About CR Pharma Comm
China Resources Pharmaceutical Commercial Group Co., Ltd. (“CR Pharma Comm”) is a large-scale pharmaceutical distribution enterprise wholly owned by China Resources Pharmaceutical Group and is one of the operations under the Healthcare business segment of China Resources Pharmaceutical Group. CR Pharma Comm is principally engaged in the marketing, distribution and delivery of pharmaceutical products and provision of pharmaceutical supply chain solutions, mainly covering chemical drug products, chemical APIs, Chinese proprietary medicines, herbal decoction pieces, medical devices, medical consumables, biologics, dietary supplements and others. CR Pharma Comm is one of the first pharmaceutical enterprises that obtained the GSP certification in China and holds the qualifications for the import and export of drugs and medical devices and third-party pharmaceutical logistics services.

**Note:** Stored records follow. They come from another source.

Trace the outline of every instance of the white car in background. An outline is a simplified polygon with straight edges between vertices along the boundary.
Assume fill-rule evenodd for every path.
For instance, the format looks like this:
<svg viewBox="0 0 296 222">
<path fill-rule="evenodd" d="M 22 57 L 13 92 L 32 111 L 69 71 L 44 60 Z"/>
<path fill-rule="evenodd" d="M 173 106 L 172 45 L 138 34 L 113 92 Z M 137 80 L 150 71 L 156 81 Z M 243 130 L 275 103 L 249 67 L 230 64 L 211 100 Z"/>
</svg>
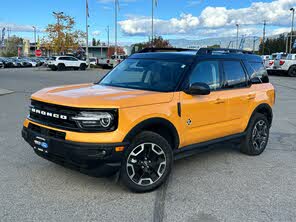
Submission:
<svg viewBox="0 0 296 222">
<path fill-rule="evenodd" d="M 86 61 L 79 60 L 73 56 L 52 56 L 47 61 L 47 66 L 53 70 L 65 70 L 67 68 L 73 68 L 74 70 L 86 70 Z"/>
<path fill-rule="evenodd" d="M 296 77 L 296 54 L 288 54 L 285 59 L 274 60 L 273 69 Z"/>
</svg>

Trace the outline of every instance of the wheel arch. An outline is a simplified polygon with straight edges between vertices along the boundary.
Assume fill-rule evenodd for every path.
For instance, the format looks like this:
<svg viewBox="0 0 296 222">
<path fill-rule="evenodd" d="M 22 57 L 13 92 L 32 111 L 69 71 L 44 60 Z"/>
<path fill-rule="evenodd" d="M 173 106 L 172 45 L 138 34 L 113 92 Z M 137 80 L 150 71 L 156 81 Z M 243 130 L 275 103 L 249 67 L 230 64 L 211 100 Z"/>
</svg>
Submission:
<svg viewBox="0 0 296 222">
<path fill-rule="evenodd" d="M 130 142 L 142 131 L 152 131 L 161 135 L 168 141 L 172 149 L 179 147 L 180 139 L 176 127 L 169 120 L 161 117 L 146 119 L 138 123 L 128 132 L 123 141 Z"/>
<path fill-rule="evenodd" d="M 250 121 L 251 121 L 251 119 L 253 118 L 253 116 L 254 116 L 256 113 L 261 113 L 261 114 L 265 115 L 266 118 L 267 118 L 267 120 L 268 120 L 268 122 L 269 122 L 269 126 L 271 126 L 271 124 L 272 124 L 272 119 L 273 119 L 272 108 L 271 108 L 271 106 L 270 106 L 269 104 L 267 104 L 267 103 L 262 103 L 262 104 L 258 105 L 258 106 L 254 109 L 254 111 L 253 111 L 253 113 L 252 113 L 252 115 L 251 115 L 251 117 L 250 117 L 250 119 L 249 119 L 249 123 L 248 123 L 247 129 L 249 128 L 249 125 L 250 125 Z"/>
</svg>

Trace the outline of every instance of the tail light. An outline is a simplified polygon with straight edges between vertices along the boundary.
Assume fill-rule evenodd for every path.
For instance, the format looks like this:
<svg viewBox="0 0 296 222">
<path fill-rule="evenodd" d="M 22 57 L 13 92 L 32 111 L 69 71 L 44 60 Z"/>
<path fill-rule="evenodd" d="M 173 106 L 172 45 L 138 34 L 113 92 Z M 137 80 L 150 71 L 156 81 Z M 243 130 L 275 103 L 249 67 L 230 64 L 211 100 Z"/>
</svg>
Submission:
<svg viewBox="0 0 296 222">
<path fill-rule="evenodd" d="M 269 65 L 272 66 L 273 65 L 273 61 L 269 61 Z"/>
<path fill-rule="evenodd" d="M 108 60 L 107 60 L 107 63 L 109 63 L 109 62 L 110 62 L 110 60 L 108 59 Z"/>
<path fill-rule="evenodd" d="M 284 65 L 285 64 L 285 61 L 284 60 L 280 60 L 280 65 Z"/>
</svg>

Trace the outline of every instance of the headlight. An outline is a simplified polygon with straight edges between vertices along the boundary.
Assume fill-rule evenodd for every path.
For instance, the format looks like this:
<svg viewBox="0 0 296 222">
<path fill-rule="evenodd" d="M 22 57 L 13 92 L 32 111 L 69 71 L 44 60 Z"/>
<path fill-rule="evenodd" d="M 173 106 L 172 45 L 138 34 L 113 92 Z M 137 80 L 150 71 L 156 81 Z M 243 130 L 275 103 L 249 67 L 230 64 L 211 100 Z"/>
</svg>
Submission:
<svg viewBox="0 0 296 222">
<path fill-rule="evenodd" d="M 81 128 L 111 129 L 114 126 L 114 115 L 110 112 L 81 112 L 72 117 Z"/>
</svg>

CR Pharma Comm maintains stable long-term cooperation with nearly 10,000 pharmaceutical manufacturers in China and overseas, and with Beijing as the center, has established a sales and marketing network covering 31 provinces and municipalities across China, mainly serving medical institutions of various levels, pharmaceutical wholesalers and retail pharmacies in China. CR Pharma Comm ranks the top 3 among the pharmaceutical commercial enterprises in China in terms of the business scale. CR Pharma Comm is active in acquiring high-quality domestic pharmaceutical distribution enterprises, and has formed a management and control system consisting of the headquarters, regional branches and commercial branches in a short period of time and has established a network covering the whole nation. To date, CR Pharma Comm has over 350 branches and subsidiaries in 28 provinces (including autonomous regions and municipalities) in China, and most of its subsidiaries have regional competitive advantages in the provinces, prefectures and cities where they operate.